Emotivamente Juve!

MeloGiudicare una giocata strepitosa, una palla persa banalmente o una parata decisiva forse viene fin troppo facile da una gradinata ed ancor più semplice seduto su un divano con lo schermo ad alta definizione a 5 metri, ma capire, invece di giudicare, è forse più difficile per tutti, e quasi non interessa.

Stasera, da un'immagine rubata, ho la presunzione di aver capito qualcosa di più su Felipe Melo che, a guardarlo in campo, da l'impressione di potenza assoluta, di enorme sicurezza, la stessa sicurezza che lo induce, sbagliando, a rischiare più del dovuto. Stasera ho la presunzione di aver capito che dietro questo giocatore c'è molto più semplicemente un ragazzo, 26 anni di immaturità, di emotività, 26 anni di gioia, anni che scorrono al fianco di una felicità difficile da contenere per aver raggiunto un grande club, vivendo l'esperienza con trasporto ed entusiasmo: fino a scaldare la folla ad ogni partita, fino a gioire per un goal di un compagno urlando e sbracciando ad occhi sgranati, gli stessi occhi stasera coperti mentre singhiozzava per il dolore in panchina, il dolore della paura, la paura di non poter giocare per qualche tempo. Quel pianto ha dimostrato l'età di Felipe Melo, della sua vera personalità, e di quanto abbia bisogno di restare alla Juventus per diventare uomo.

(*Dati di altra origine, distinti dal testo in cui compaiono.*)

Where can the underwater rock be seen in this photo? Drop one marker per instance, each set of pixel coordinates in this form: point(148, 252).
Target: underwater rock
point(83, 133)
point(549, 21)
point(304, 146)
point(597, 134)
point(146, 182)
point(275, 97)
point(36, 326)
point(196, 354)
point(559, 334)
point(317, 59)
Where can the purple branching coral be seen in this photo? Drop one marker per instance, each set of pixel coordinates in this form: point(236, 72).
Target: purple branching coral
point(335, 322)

Uomini, come alla Juventus lo sono diventati Buffon, Camoranesi, e David Trezeguet, uomini che si caricano sulle spalle la Juventus ed il sacco delle responsabilità. Finalmente Buffon parla e para, e fin quando para così, può parlare finché vuole, soprattutto all'Olimpico, soprattutto nel tunnel ad un arbitro arrogante che le ramanzine prima di scendere in campo, se le tiene allegramente in tasca, insieme al fischietto. Chiedevamo ad alta voce il ritorno di Gigi, eccolo, serio, concentrato, pochi sorrisi e due parate decisive, una al pronti via e l'altra quando avevano già aggiornato la classifica del girone. Ridiamo a Gigi ciò che è di Gigi, altro che Giulio, altro che Cesare.

Il gruppo è importante, così insegna Lippi, fottendosene di masse mormoranti in un dialetto stretto, quando rinuncia, assumendosene i rischi, a convocare fenomeni annunciati; e del gruppo abbiamo bisogno, abbiamo bisogno di gente come Trezeguet, che ha aspettato il suo turno con pazienza, senza un problema, senza una lamentela: ancor più difficile da fare quando per anni sei stato uno dei punti fermi di una grande squadra, una tra i più meritevoli goleador bianconeri, muto al lavoro. E sai che alla fine il lavoro paga, e non fa nulla se non si segna: David è ritornato, perché è cresciuto ed ha imparato come si fa a tornare.

Abbiamo bisogno di lui tanto quanto di Camoranesi che, prima di essere italiano, è juventino, e invece di cantare l'inno di Mameli, fa prima a stonare la storia di un grande amore. Stasera non ha solo giocato a pallone, stasera era uno di quei paletti che sostengono il muro, stasera non ha fatto solo una strepitosa partita, l'ha semplicemente vissuta per sé ed anche per gli altri. L'ho visto in fascia, l'ho visto spomparsi per 90 minuti, l'ho visto fare il regista, il mediano, l'ho visto fare il mago stasera. Un po' strafottente, mezzo argentino, ma uomo prima del resto.

Ed allora Felipe piangi tranquillo, hai tempo per crescere ed hai tempo per capire che sei arrivato in un grande gruppo, un gruppo che viene da lontano, che è riuscito a conservare i valori nonostante tutto, il gruppo ed una sua parte, che va ancora in tribuna a tifare e dai tifosi viene festeggiato, perché quella zazzera bionda si vede anche dalla curva, e perché alla Juventus non si lavora, alla Juventus si vive, si vive, si cresce e si diventa uomini, piangendo e ridendo. Piangi tranquillo, perché avrai tempo di ridere.